One of the biggest regrets I have from one of my recent trips was when driving from The Grand Canyon to Monument Valley (controversially I found the latter more awe-inspiring) was not stopping at a hand-made sign saying: ‘Dinosaur Footprint This Way’ with an arrow pointing down a dirt track. Fear of it being a gang of kidnappers/rip-off merchants and knowledge that the destination was only an hour ahead stopped me from stopping, and I really regret that – I have since found out there are several Dinosaur footprints in that area, footprints where the Dinosaurs actually stood, gazzilions of years ago, in a land where they are often dismissed as a myth, how cool would it have been to see that, before the Creationists destroy them all?

You will also have to stop for food of course, and if you happen upon a Sonic drive in where the servers are still on roller skates, lucky you! It’s a standard burger joint, but the rollerskates make you feel like you’re in American Grafitti, which is cool. Speaking of which if you go to one diner, and you are in LA, go to Mel’s on Sunset. There are so many brilliant food places in the States and so many terrible ones that it would be pointless to start listing, but take the rough with the smooth and accept you won’t always luck out, but sometimes you will. Also, get a cool box so you always have a supply of snacks, sometimes your schedule might not fit in with mealtimes!

8. Other Modes of Transport

If you can’t drive, the Greyhound buses are still really cheap and plentiful, though tend to not take direct routes, and go to very obscure and out of the way towns, which may be interesting for a while, but there might be a reason tourists don’t stop at these places. Riding the Greyhound also means you can’t just stop and get off wherever you want…so you might need to invest a lot of time if you want to see the country this way.

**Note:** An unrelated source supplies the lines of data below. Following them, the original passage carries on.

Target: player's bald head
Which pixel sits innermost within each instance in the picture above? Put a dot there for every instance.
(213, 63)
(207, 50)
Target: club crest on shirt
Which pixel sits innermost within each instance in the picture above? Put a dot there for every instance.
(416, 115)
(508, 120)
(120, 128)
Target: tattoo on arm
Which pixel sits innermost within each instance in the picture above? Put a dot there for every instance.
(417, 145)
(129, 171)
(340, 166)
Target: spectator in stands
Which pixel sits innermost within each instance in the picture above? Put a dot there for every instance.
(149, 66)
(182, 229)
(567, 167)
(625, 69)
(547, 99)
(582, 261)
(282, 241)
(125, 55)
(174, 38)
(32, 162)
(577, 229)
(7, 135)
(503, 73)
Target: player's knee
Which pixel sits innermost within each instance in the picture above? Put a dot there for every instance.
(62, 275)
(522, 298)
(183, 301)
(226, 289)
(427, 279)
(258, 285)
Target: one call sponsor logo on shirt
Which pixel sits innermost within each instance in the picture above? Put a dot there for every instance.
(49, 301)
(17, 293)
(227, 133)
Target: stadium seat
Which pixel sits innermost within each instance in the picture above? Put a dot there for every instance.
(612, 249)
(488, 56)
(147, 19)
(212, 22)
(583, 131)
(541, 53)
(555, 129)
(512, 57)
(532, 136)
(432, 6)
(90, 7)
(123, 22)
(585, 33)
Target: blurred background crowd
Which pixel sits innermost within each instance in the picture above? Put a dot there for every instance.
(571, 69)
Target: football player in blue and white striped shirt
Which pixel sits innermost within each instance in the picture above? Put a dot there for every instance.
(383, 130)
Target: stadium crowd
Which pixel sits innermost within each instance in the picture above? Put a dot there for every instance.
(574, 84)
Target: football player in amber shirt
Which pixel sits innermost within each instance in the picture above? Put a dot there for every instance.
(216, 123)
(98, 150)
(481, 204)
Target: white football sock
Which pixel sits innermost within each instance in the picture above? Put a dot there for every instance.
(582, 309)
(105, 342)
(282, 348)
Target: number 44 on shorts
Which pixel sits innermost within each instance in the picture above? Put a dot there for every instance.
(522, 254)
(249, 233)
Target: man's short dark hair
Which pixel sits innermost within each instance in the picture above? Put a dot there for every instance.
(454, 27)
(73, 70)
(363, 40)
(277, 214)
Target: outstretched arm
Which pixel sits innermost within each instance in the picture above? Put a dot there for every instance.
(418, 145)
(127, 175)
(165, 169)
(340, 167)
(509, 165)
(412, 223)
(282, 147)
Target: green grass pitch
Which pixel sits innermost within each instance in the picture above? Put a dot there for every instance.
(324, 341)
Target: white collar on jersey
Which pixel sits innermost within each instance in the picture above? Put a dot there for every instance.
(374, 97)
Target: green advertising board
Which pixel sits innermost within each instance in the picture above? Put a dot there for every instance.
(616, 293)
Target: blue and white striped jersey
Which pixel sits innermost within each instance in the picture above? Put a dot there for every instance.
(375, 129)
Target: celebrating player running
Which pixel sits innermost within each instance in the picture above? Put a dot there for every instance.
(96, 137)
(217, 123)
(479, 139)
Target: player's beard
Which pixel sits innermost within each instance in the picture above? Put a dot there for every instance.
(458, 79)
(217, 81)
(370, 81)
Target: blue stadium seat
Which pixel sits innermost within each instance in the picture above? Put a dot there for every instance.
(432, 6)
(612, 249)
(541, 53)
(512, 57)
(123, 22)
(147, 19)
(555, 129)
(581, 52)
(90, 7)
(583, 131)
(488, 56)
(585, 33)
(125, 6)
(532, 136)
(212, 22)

The trains are another possible mode of transport, they not as cheap and can be massively unreliable (on a recent journey between Seattle and Vancouver the train actually stopped to pick up a fax). As this might imply, any of them still hark back to the golden age of train travel and old fashioned values so can be worth it for the linen in the dining cars, the Polar express uniforms and, of course, the incredible views of the oceans, mountains, deserts and you can sometimes hit all of them in one day. The California Zepher between San Francisco and Chicago is a particularly magnificent journey.

9. Talk to People

People in the US are inherently friendlier that in the UK, but you still have to make the effort to talk to people in more out of the way places. The accent weirdly still helps – I was recently half an hour outside of LA and the motel staff surrounded me because my accent was so ‘cute’. Remember that Americans like storytelling and often they have fascinating stories to impart. The ulterior reason for talking to people though is to glean local knowledge from them.

On my longest road trip, we made no firm plans beyond the next nights’ stop, and would talk to people when we got there and ask them what we should see the next day, where we should go that tourists don’t normally go. This technique helped us discover some incredible sights, restaurants, bars, areas and also to make some wonderful friends – who I still get an enormous amount of pleasure from, by finding out what they are up to on Facebook.

10. Enjoy the Journey

Not just the destination. This is so obvious and I can’t imagine why anyone would embark on a Road Trip without this being their main goal, but you’d be surprised. It is actually fine to ‘Griswald’ a sight (spend hours driving there, take a picture, get back in the car) or if you love it more than you expected, spend the night. Being in a vehicle for hours with loved ones gives you the perfect opportunity to re-discover them, to really talk without any second screen distractions, to laugh, to cry, to shout, to get things out in the open. The impact of the sense of freedom and the inspiration of the diverse, and constantly changing scenery, will allow you the space to think, and grow.

I can guarantee that by the end of your trip you will have expanded your horizons (hopefully not just your waistline) and grown into your best possible self. Just cling onto that feeling when you get home, and start planning for your next trip.